In this case....I vote yes.
These strings should not match:
You said this because...?
I dream...
Suppose...oh, wait.
I have difficulty reading Perl constructs such as negative lookahead assertions, and my understanding is they don't work in this case anyway:
\.\.(?!\.)
So, yeah, I'm hoping for something that might be more readable in Raku. Thx.
Turns out this is pretty simple in Raku:
/ [ ^ | <-[.]> ] [ \. ** 4..* | \. ** 2 ] [ <-[.]> | $ ] /
Reading the code, the regex asks for three []
groupings:
a []
grouping of ^
start-of-line |
or <-[.]>
a custom -
negative character class consisting of anything-other-than .

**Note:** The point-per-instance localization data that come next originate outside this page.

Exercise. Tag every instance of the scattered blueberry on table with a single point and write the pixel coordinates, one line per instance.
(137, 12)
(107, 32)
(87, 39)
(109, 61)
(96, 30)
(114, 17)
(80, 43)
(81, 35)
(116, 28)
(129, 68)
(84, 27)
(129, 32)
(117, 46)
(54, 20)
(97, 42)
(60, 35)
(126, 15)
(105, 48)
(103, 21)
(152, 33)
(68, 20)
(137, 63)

dot, immediately followed by
a []
grouping of 4..*
four-or-more .
dots |
or 2
two-dots, immediately followed by
a []
grouping of <-[.]>
a custom -
negative character class consisting of anything-other-than .
dot |
or $
end-of-line.
Sample Input (1):
These strings should match:
Yes.. Please go away.
I have the ball..
In this case....I vote yes.
These strings should not match:
You said this because...?
I dream...
Suppose...oh, wait.
Sample Output (using Raku one-liner):
~$ raku -ne '.put if / [ ^ | <-[.]> ] [ \. ** 4..* | \. ** 2 ] [ <-[.]> | $ ] /;' file
Yes.. Please go away.
I have the ball..
In this case....I vote yes.
Additional notes: Above is a grep-like answer that returns lines if they contain a desired dot-length( 2 dots, 4-or-more dots) What to do if an undesired dot-length (e.g. 3 dots) is present in the same line as a desired dot-length? Below shows code that removes these (complex) lines:
~$ raku -ne '.put if / \. ** 2..* / and not / [ ^ | <-[.]> ] \. ** 3 [ <-[.]> | $ ] /;' file
The (second) Raku code block immediately above removes each of the lines below:
These strings should not / do not match:
You said this because...?
I dream...
Suppose...oh, wait.
foo...bar.. (three-dots-then-two)
one period should not match.
...
...foo
bar...
foo..bar...baz (two-dots-then-three)